As an international treaty the Agreement on a Unified Patent Court (UPCA) provides for the establishment of the Unified Patent Court (UPC). As a joint Court of the Contracting Member States, the UPC shall have its own legal personality. The UPC is supposed to obtain exclusive competence for an extensive catalog of dispute matters regarding European and Unitary Patents in each Contracting Member State.

An earlier Act to ratify the UPCA (UPCA-Approval Act I) had been declared invalid by the decision of the Federal Constitutional Court of 13 February 2020 (2 BvR 739/17). The Court held, that there was a lack of a 2/3 majority of the German Parliament (Bundestag), which had been necessary according to the German Constitution to transfer the judicial power to a newly established European Court.

In response to that decision the German Parliament (Bundestag) passed a new UPCA-Approval Act II with a 2/3 majority on 26 November 2020, followed by an unanimous approval by the Federal Council (Bundesrat) on 18 December 2020. The UPCA-Approval Act II was, however, also attacked with several constitutional complaints with the request to issue a preliminary decision. The President had declared neither to execute nor to publish the UPCA-Approval Act II until the Federal Constitutional Court decided the case.
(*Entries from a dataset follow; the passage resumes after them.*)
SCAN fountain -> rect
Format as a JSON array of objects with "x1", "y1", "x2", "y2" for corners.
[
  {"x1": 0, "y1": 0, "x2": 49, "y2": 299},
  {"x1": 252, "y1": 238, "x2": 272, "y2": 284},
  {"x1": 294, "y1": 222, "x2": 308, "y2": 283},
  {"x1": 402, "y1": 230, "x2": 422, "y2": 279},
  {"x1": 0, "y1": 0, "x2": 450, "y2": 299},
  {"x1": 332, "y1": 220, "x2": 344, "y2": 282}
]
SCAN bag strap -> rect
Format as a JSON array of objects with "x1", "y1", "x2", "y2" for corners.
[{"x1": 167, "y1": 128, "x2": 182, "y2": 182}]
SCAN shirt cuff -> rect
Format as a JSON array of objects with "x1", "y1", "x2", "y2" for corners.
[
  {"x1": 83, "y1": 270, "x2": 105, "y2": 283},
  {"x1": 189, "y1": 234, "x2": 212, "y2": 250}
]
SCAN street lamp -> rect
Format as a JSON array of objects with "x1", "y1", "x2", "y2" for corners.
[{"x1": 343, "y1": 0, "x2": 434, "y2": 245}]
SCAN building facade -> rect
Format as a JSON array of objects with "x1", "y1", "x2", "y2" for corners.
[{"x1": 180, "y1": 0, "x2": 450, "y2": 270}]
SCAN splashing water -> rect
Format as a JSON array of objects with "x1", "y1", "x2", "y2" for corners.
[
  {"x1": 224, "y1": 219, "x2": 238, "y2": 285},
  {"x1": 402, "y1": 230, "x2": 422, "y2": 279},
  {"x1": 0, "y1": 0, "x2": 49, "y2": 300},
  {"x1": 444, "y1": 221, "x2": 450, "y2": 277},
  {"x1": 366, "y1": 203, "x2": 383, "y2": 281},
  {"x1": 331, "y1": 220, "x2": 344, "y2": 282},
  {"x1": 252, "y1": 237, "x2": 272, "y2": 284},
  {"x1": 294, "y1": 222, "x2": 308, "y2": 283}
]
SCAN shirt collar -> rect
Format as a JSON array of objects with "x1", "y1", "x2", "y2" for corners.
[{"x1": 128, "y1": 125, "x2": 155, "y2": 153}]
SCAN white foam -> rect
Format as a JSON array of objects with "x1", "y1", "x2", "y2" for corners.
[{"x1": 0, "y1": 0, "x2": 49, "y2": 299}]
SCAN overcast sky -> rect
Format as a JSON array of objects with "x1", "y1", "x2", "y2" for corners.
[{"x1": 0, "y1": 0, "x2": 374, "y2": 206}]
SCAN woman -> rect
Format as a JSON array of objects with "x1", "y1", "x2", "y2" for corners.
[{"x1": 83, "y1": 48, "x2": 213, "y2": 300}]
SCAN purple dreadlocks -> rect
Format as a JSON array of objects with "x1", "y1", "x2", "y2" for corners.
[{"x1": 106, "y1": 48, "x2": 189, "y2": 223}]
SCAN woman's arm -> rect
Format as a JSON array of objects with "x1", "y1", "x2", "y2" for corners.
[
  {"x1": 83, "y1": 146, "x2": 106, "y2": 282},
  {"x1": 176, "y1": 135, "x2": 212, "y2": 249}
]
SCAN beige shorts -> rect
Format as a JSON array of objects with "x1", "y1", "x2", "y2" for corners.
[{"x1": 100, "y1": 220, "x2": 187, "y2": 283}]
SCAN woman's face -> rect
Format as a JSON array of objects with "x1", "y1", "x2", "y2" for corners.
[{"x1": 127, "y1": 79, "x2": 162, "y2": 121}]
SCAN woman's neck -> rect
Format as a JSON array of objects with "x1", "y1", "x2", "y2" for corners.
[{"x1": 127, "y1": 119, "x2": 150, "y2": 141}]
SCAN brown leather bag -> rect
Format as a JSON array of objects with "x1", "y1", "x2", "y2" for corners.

This has further delayed the start of the UPC.

On 9 July 2021 the Federal Constitutional Court published its decision of 23 June 2021 (2 BvR 2216/20; 2 BvR 2217/20) (English summary) to reject the constitutional complaints. In its reasoning, the Senate stated that the constitutional complaints were inadmissible. The complainants had not adequately substantiated to be violated in their fundamental rights. The Court also held, that there was no obvious violation of the rule of law (Rechtsstaatsprinzip), the fundamental right to effective legal protection and the Law of the European Union.

Next steps

It is now expected that Germany will ratify and deposit its ratification bill soon. Further two signatory states will have to agree to be bound by the Protocol on Provisional Application. Once this will have happened, the Provisional Application Period can be started. The more detailed time plan will be published by the Preparatory Committee of the UPC hopefully soon. Furthermore, it is hoped that the provisional phase will still start in 2021 with the UPC to become fully operational in 2022.